Yichong Xu, Sivaraman Balakrishnan, Aarti Singh, Artur Dubrawski.
Year: 2020, Volume: 21, Issue: 162, Pages: 1−54
In supervised learning, we typically leverage a fully labeled dataset to design methods for function estimation or prediction. In many practical situations, we are able to obtain alternative feedback, possibly at a low cost. A broad goal is to understand the usefulness of, and to design algorithms to exploit, this alternative feedback. In this paper, we consider a semi-supervised regression setting, where we obtain additional ordinal (or comparison) information for the unlabeled samples. We consider ordinal feedback of varying qualities where we have either a perfect ordering of the samples, a noisy ordering of the samples or noisy pairwise comparisons between the samples.

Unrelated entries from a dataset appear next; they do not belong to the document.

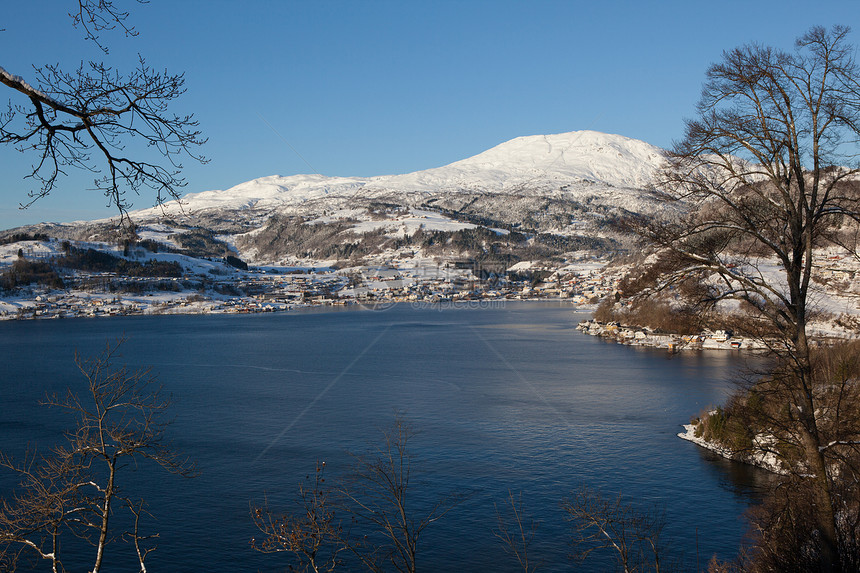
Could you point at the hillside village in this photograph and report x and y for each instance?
(214, 286)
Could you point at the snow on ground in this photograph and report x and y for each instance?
(403, 225)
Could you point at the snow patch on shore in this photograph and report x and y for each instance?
(763, 459)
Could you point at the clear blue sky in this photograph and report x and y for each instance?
(383, 87)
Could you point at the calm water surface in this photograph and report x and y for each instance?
(506, 398)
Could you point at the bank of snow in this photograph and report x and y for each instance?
(759, 457)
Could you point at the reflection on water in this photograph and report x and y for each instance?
(511, 398)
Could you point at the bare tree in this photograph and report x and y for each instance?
(102, 120)
(516, 531)
(73, 489)
(632, 536)
(313, 534)
(377, 495)
(769, 172)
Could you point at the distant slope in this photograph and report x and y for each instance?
(572, 186)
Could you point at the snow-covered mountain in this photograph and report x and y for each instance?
(572, 186)
(576, 165)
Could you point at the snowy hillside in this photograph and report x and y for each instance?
(532, 198)
(574, 165)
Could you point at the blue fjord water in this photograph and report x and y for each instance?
(505, 398)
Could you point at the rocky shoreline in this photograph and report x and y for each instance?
(760, 458)
(643, 336)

We provide a precise quantification of the usefulness of these types of ordinal feedback in both nonparametric and linear regression, showing that in many cases it is possible to accurately estimate an underlying function with a very small labeled set, effectively escaping the curse of dimensionality. We also present lower bounds, that establish fundamental limits for the task and show that our algorithms are optimal in a variety of settings. Finally, we present extensive experiments on new datasets that demonstrate the efficacy and practicality of our algorithms and investigate their robustness to various sources of noise and model misspecification.